The Obama Administration has made notable strides in greening transportation in government. Notably, that includes significant initiatives and sizable investments by the US Armed Forces, the largest consumer of fossil fuels in the world. In the private sector, venture capital, private equity firms, and more traditional banking and finance industry enterprises are increasingly driving a US clean, renewable energy transition.

Yet more encouraging, a lot’s happening at the small-scale, grassroots level, as well. A wave of alternative fuels and clean tech innovation and entrepreneurship is being unleashed in the US, where evolution and growth in hybrid and plug-in electric vehicles and technology, as well as that for next-generation biofuels and waste-to-fuel energy innovation, is paving the way forward to greener ways of transport.
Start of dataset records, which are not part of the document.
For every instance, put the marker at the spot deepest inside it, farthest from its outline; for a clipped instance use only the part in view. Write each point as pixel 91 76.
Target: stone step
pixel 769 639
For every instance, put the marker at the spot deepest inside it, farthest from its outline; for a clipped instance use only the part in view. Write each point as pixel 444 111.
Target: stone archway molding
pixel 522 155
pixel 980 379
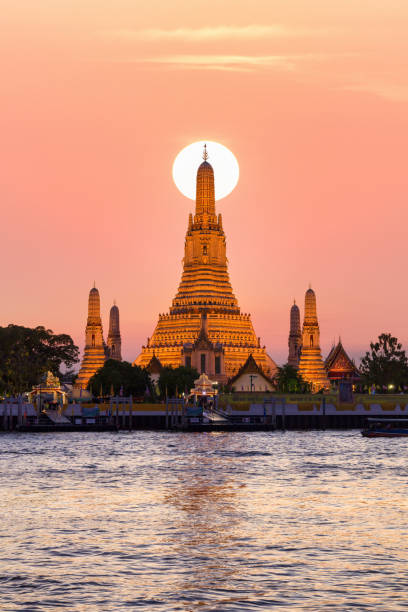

What’s happening in terms of land and airborne transportation is also happening on the water. US fuel consumption for water-borne transportation totaled 6,716 million gallons in 2010, according to the Bureau of Transportation Statistics’ Research and Innovative Technology Administration. Of the total, 4,206 million gallons of residual fuel oil, 1,343 million gallons of distillate/diesel fuel oil, and 1,167 million gallons of gasoline were consumed in water transport.

Sailors have long looked to harness wind energy to propel their vessels. In modern times, solar panels and small wind turbines are almost standard equipment for generating electrical power for equipment operations on sail and motor vessels. Yet more recently, sailors have been mounting and incorporating solar PV panels on and into hulls and even sails for propulsion.

Taking advantage of continual advances in PV generating and battery storage, the first commercial maritime vessels began operating on waterways in the 1990s, mainly around inland waterways, recounts the UK-based Electric Boat Association (EBA). Built by the Swiss company MW-Line, the Solifleur has been working on Lake Neuchatel since 1994.